O filme de Pedro Bial e D’Alincourt é de uma grande felicidade em captar o espírito performático de Mautner e abrir veredas para melhor compreendê-lo. Mautner é um tesouro semi-escondido na cultura brasileira: poeta, músico, pintor, filósofo, performer. Quem o conhece de fato além dos iniciados? Sem didatismo nem camisa-de-força biográfica, o doc faz esse serviço com graça e competência.
É um doc-show assumido. Nos muitos números musicais em que Mautner se apresenta com uma banda afiadíssima e participações de Caetano e Gil, assim como nas conversas gravadas numa estranha sala cheia de poltronas e móbiles – onde as pessoas falam frequentemente para “ninguém” –, rola um certo clima de estúdio de televisão, algo que tende a apequenar esteticamente as cenas. No entanto, esse handicap é sobejamente suplantado por uma indisciplina interna, uma impressão de caos (ou “kaos”) organizado que preenche tudo com a inteligência e a solenidade irônica do personagem.
Mautner ora aparece lendo trechos de suas memórias, O Filho do Holocausto, ora cantando ou declamando em clima de cabaré filosófico, ora trocando ideias com gente querida. A conversa com a filha Amora sobre os “micos” que ela pagou na infância por causa do pai está entre os momentos antológicos desse tipo de “papo-família” em documentários. O encontro com Gil e Caetano diante das imagens de O Demiurgo, piração filmada em Londres, 1970, é outra passagem fadada ao inesquecível. De uma ponta à outra, o filme diverte e adensa o perfil de Mautner, esse extremista de centro que tomou as ideologias como um parque de diversões.

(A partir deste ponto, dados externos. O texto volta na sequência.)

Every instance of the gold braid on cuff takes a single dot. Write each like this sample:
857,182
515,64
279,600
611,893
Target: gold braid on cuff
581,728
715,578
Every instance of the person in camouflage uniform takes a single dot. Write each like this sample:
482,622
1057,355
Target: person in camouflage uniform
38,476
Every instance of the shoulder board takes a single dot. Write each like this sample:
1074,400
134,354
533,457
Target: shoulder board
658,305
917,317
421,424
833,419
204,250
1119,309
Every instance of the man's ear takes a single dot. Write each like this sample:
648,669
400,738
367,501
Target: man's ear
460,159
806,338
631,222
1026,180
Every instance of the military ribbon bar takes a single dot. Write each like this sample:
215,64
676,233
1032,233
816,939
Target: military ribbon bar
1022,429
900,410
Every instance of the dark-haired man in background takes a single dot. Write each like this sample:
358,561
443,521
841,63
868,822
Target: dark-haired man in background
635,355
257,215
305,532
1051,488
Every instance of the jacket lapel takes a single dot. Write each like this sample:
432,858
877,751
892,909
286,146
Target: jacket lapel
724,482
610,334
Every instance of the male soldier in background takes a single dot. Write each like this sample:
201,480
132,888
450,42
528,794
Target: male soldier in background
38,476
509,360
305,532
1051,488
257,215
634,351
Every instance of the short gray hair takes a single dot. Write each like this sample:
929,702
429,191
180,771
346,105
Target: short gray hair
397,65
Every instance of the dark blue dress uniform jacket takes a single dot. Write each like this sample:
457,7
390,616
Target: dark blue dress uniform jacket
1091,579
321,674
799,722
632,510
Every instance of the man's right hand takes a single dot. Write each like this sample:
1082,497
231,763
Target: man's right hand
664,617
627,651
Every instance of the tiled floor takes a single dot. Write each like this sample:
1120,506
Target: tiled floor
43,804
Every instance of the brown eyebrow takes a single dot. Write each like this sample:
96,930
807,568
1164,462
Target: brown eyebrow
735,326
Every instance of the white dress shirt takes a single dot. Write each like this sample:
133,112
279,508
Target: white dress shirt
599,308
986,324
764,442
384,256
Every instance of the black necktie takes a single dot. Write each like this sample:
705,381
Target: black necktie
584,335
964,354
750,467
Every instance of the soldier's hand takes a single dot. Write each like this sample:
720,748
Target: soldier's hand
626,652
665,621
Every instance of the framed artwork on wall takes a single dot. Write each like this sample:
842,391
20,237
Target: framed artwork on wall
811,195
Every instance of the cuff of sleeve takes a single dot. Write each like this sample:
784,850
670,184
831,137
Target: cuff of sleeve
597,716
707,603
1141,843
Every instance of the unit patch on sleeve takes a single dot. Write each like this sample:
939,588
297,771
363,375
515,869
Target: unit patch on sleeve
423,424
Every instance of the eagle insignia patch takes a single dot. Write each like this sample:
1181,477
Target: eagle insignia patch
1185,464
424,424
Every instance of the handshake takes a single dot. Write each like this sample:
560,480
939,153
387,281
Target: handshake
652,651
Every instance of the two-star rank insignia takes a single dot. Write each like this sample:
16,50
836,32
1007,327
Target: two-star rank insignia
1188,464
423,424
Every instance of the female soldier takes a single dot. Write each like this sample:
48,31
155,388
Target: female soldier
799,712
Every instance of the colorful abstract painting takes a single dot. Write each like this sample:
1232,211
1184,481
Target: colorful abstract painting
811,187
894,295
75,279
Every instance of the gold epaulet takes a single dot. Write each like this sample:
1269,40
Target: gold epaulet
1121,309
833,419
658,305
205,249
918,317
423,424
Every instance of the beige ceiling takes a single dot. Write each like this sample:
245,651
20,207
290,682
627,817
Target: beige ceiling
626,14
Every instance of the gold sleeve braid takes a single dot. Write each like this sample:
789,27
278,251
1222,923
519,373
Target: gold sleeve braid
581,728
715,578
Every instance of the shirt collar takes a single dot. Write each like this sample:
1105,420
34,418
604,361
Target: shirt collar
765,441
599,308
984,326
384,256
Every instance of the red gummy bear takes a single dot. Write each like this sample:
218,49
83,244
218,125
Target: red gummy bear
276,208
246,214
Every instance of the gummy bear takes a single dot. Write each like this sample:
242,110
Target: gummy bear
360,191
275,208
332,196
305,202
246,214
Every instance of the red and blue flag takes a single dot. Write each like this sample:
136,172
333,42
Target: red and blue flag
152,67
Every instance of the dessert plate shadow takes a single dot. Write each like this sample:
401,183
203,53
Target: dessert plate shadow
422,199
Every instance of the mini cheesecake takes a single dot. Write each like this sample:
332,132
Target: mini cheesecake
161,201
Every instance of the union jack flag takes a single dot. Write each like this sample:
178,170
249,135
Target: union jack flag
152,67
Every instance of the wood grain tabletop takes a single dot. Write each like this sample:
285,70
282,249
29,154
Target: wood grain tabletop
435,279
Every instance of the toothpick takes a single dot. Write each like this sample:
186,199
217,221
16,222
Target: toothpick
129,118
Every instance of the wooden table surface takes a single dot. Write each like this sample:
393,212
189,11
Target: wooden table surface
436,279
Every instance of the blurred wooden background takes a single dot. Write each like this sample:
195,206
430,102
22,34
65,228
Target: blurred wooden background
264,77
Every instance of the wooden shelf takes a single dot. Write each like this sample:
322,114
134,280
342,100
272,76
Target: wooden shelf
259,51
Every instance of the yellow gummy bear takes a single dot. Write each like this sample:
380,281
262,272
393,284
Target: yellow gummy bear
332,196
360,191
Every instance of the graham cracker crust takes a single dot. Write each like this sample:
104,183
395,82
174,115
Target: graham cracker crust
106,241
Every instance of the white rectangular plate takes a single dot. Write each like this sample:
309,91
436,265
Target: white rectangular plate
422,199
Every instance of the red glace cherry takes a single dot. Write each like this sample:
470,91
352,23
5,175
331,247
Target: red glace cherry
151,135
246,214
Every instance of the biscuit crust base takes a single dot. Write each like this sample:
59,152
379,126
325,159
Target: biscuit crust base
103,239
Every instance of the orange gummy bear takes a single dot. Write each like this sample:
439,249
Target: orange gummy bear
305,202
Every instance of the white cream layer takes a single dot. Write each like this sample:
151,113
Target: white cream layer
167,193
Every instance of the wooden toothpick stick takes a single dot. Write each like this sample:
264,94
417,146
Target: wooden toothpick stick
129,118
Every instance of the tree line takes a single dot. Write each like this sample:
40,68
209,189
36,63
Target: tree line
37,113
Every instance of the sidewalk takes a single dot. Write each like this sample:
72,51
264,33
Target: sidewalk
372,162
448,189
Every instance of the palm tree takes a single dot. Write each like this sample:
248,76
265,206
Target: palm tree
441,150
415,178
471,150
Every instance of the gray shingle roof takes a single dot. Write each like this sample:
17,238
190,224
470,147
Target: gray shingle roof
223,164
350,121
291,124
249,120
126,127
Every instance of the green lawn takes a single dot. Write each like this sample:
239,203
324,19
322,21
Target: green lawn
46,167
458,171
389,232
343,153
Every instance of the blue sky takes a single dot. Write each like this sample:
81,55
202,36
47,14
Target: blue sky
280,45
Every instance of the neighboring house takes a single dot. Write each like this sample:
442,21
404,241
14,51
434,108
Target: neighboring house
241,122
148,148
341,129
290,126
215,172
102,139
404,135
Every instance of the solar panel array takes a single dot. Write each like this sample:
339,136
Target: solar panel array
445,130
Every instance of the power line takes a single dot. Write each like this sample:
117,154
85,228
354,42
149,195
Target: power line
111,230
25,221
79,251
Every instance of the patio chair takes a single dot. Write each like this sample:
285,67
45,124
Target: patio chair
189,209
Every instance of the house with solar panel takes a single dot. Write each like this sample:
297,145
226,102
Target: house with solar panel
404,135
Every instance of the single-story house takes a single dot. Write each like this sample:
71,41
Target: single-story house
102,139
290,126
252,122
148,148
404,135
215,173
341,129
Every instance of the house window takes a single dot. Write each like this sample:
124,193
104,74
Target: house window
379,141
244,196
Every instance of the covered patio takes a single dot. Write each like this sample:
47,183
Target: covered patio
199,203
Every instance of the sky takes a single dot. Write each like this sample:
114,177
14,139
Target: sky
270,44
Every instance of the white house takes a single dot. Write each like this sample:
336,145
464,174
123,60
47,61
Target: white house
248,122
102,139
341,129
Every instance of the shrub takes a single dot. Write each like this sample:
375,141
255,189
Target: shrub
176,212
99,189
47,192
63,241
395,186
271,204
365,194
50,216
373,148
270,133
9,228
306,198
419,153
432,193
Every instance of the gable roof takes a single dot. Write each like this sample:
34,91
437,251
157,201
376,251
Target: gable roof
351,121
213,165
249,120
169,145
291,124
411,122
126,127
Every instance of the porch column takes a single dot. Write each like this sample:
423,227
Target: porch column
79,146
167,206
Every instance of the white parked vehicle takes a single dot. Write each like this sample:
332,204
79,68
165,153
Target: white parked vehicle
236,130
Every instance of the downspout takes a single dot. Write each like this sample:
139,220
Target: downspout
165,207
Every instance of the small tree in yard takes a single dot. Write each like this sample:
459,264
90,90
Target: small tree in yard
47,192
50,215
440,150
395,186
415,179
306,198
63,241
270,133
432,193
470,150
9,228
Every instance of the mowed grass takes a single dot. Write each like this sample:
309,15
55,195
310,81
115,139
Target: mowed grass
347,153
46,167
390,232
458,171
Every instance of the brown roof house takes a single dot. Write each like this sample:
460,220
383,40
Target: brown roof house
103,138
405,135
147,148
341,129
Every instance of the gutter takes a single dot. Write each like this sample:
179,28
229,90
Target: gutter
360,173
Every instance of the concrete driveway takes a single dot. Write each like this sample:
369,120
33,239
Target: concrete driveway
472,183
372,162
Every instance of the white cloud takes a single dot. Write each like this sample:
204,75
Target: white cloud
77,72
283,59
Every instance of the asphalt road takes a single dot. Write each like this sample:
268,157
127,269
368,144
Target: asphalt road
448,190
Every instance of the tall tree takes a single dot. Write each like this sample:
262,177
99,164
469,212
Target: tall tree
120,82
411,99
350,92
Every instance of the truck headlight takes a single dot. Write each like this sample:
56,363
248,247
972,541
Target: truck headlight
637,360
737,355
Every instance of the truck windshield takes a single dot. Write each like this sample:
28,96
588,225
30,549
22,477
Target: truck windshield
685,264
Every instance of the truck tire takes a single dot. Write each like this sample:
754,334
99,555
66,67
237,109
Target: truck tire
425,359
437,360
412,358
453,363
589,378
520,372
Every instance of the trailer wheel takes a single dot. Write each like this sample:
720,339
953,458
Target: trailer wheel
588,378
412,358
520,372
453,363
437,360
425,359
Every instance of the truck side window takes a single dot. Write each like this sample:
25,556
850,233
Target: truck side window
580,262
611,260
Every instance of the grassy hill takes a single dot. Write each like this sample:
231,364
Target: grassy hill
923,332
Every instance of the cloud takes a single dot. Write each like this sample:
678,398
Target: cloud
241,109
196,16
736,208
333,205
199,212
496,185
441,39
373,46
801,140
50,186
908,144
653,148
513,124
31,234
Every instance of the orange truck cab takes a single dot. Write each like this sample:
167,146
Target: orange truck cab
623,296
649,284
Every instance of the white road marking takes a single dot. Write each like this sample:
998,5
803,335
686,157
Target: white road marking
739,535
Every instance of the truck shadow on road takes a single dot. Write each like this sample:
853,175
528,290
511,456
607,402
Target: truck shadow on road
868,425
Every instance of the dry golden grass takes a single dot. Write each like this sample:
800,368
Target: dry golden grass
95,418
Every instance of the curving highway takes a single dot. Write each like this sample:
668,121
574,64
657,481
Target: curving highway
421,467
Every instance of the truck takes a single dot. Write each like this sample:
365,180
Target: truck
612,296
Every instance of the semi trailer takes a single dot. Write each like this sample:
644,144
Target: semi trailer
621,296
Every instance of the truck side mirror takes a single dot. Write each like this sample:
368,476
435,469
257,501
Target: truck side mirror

O roteiro e a montagem são excelentes. Tiram partido de frases, canções e materiais de arquivo para construir um ensaio documental. As cenas de arquivo têm um papel criativo logo no início, quando imagens da II Guerra, ao som de Lágrimas Negras, marcam o ponto inicial de todas as obsessões do “filho do Holocausto”. Ou mais adiante, quando uma apresentação de palhaços num estádio de futebol comenta ironicamente o relato de uma briga (quase fatal) por causa do Corinthians.
Mas o melhor de tudo é a liberdade que Mautner e o filme se autoconcedem para aprofundar, sempre em tom de performance, o que existe de grave, complexo e ambíguo na persona desse pensador incansável.